To get all possibilities for t turns, we sum this probability for all possible values of k, from 0 to t:
$$P(\text{all possibilities}) = \sum_{k=0}^t \binom{t}{k} \cdot \prod_{i=0}^{k-1}\frac{m+i}{m+n+i} \cdot \prod_{j=0}^{t-k-1}\frac{n+j}{m+n+k+j}$$
- $\sum_{k=0}^t$ : Summing over all possible numbers of red balls drawn, from 0 to t.
- $\binom{t}{k}$ : This is the number of ways to choose k red balls out of t draws.
- $\prod_{i=0}^{k-1}\frac{m+i}{m+n+i}$ : This is the probability of drawing k red balls.
- $\prod_{j=0}^{t-k-1}\frac{n+j}{m+n+k+j}$ : This is the probability of drawing (t-k) blue balls.
This above formula can be used to answer questions such as "What is the probability of $k$ red balls at the the t-th turn?" or "What is the probability of there being less than $k$ balls at the t-th turn"?
$$ P(R_t = m + k) = \binom{t}{k} \cdot \prod_{i=0}^{k-1} \frac{m + i}{m + n + i} \cdot \prod_{j=0}^{t-k-1} \frac{n + j}{m + n + k + j} $$
$$ P(R_t < m + k) = \sum_{r=0}^{k-1} \left[ \binom{t}{r} \cdot \prod_{i=0}^{r-1} \frac{m + i}{m + n + i} \cdot \prod_{j=0}^{t-r-1} \frac{n + j}{m + n + r + j} \right] $$
This concludes my work.
Is it correct?
- PS: I also started reading about the "rising factorial" as it comes up in these types of problems.
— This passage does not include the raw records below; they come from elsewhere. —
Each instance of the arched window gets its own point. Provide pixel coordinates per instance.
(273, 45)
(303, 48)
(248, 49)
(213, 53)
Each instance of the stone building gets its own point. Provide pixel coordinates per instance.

A regular factorial n! is the product of all positive integers less than or equal to n.
$$n! = n \times (n-1) \times (n-2) \times ... \times 2 \times 1$$
On the other hand, the rising factorial notation (https://en.wikipedia.org/wiki/Falling_and_rising_factorials), denoted by $x^(n)$ or $(x)_n$ is the product of n consecutive integers starting from x.
$$x^{(n)} = x \times (x+1) \times (x+2) \times ... \times (x+n-1)$$
For example: $$3^{(4)} = 3 \times 4 \times 5 \times 6 = 360$$
Here, we did a factorial from $3$ to $[(3+4)-1]$, i.e. 3 to 6.
Going back to the original formula, we can write:
$$ \frac{(m)_k}{(m+n)_k} = \frac{m (m + 1) (m + 2) \cdots (m + k - 1)}{(m + n) (m + n + (m + n + 2) \cdots (m + n + k - 1)} $$
$$ \frac{(n)_{t-k}}{(m+n+k)_{t-k}} = \frac{n (n + 1) (n + 2) \cdots (n + (t - k) - 1)}{(m + n + k) (m + n + k + 1) (m + n + k + 2) \cdots (m + n + k + (t - k) - 1)} $$
And putting everything together:
$$P(\text{all possibilities}) = \sum_{k=0}^t \binom{t}{k} \cdot \frac{(m)_k}{(m+n)_k} \cdot \frac{(n)_{t-k}}{(m+n+k)_{t-k}}$$